I have a string containing the following kind of string in a dataframe : 150,000km
To remove the coma and the km, I’ll do:
a_dataframe[‘a_column’] = a_dataframe[‘a_column’].str.replace(’,’,’’)
a_dataframe[‘a_column’] = a_dataframe[‘a_column’].str.replace(‘km’,’’)
Is there a more elegant way to do this in a single row of code ?
2 Likes
a_dataframe[‘a_column’] = a_dataframe[‘a_column’].str.replace(’,’,’’).str.replace(‘km’,’’)
1 Like
Also, recently I learned from @veratsien you can remove all the non-digit characters using this trick
autos['odometer'] = autos['odometer'].str.replace('\D', '')

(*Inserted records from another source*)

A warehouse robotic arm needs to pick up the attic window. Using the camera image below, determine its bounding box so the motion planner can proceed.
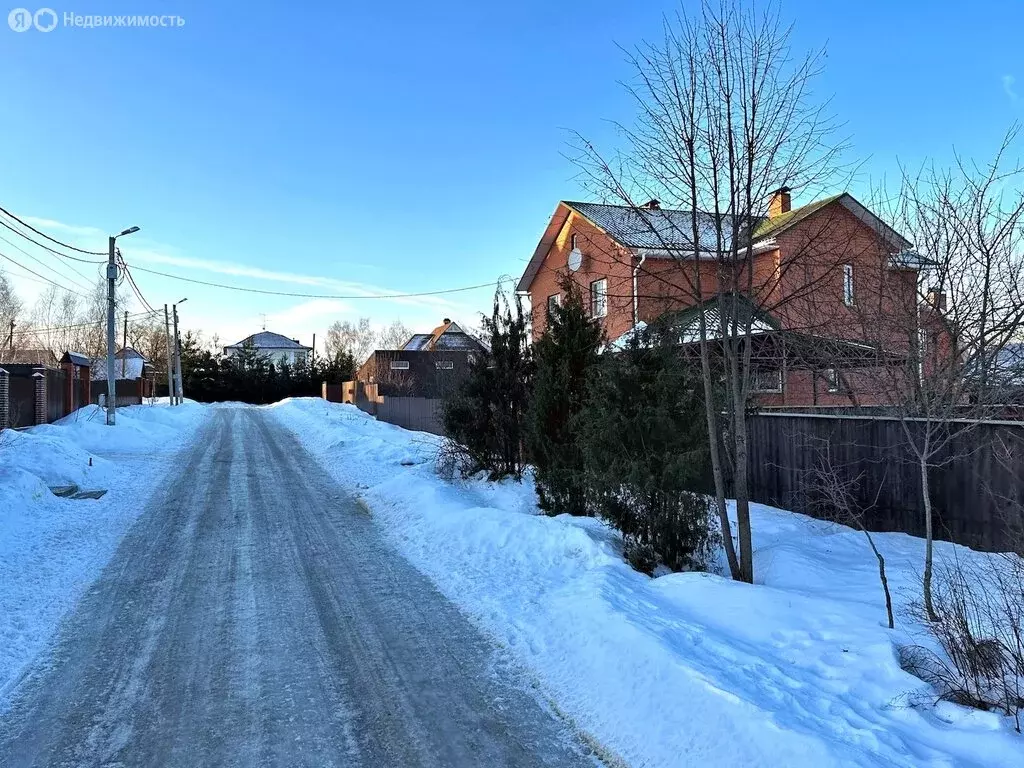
[590,278,608,317]
[843,264,853,306]
[751,369,782,392]
[548,293,562,317]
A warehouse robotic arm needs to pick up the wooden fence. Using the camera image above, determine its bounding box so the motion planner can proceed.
[377,396,444,434]
[749,414,1024,551]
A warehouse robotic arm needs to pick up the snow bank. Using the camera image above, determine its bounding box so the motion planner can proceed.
[0,401,207,711]
[270,399,1024,768]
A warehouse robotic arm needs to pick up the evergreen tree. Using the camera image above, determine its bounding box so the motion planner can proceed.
[573,328,717,572]
[442,293,532,479]
[526,278,604,515]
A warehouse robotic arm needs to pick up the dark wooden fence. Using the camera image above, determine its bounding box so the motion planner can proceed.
[749,414,1024,551]
[377,396,444,434]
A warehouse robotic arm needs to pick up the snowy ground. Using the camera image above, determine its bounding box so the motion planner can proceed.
[0,400,207,712]
[271,399,1024,768]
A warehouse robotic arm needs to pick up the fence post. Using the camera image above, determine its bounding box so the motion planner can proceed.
[32,369,46,425]
[0,368,10,429]
[60,362,75,416]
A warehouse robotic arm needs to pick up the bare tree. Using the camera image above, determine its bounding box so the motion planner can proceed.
[580,0,846,582]
[805,438,896,629]
[0,271,22,360]
[863,128,1024,621]
[324,317,377,365]
[378,321,413,349]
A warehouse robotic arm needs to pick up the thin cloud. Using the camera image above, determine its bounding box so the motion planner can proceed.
[1002,75,1020,101]
[14,215,468,311]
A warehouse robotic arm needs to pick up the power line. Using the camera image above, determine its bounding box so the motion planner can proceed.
[0,206,106,259]
[0,228,96,291]
[0,247,88,299]
[125,264,511,299]
[117,250,157,312]
[14,311,156,335]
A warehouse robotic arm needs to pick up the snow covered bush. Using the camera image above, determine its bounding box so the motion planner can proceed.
[526,275,604,515]
[900,554,1024,731]
[573,319,718,570]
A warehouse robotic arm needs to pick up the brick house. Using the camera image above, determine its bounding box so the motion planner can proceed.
[517,187,939,406]
[355,317,486,397]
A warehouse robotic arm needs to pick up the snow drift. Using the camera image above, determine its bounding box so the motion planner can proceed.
[270,399,1024,768]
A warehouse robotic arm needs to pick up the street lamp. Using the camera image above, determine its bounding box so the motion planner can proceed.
[106,226,138,427]
[171,297,188,403]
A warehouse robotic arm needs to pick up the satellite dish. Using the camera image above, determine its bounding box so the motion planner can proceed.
[568,248,583,272]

This replaces all non-digit characters with white space. This is super cool.
5 Likes
Or using a comprehension:
your_string = '150,000km'
''.join(c for c in your_string if c not in ',km')
1 Like
Thanks guys, I tried the str.replace().str.replace(), but did not realized it did now work because I was running it on integers…
1 Like
Yea, you probably missed the .str for the second one. It happened to me as well.
Hello @nicolas_mtl,
For your current purpose given answer by @jithins123 is the best way. But another thing you may want to note
That you can add multiple condition in to replace by concatenating each condition by |
pipe.
a_dataframe['a_column'] = a_dataframe.a_column.str.replace(",|km","")
So it will replace ‘,
’ and ‘km
’ both with “” empty string.
4 Likes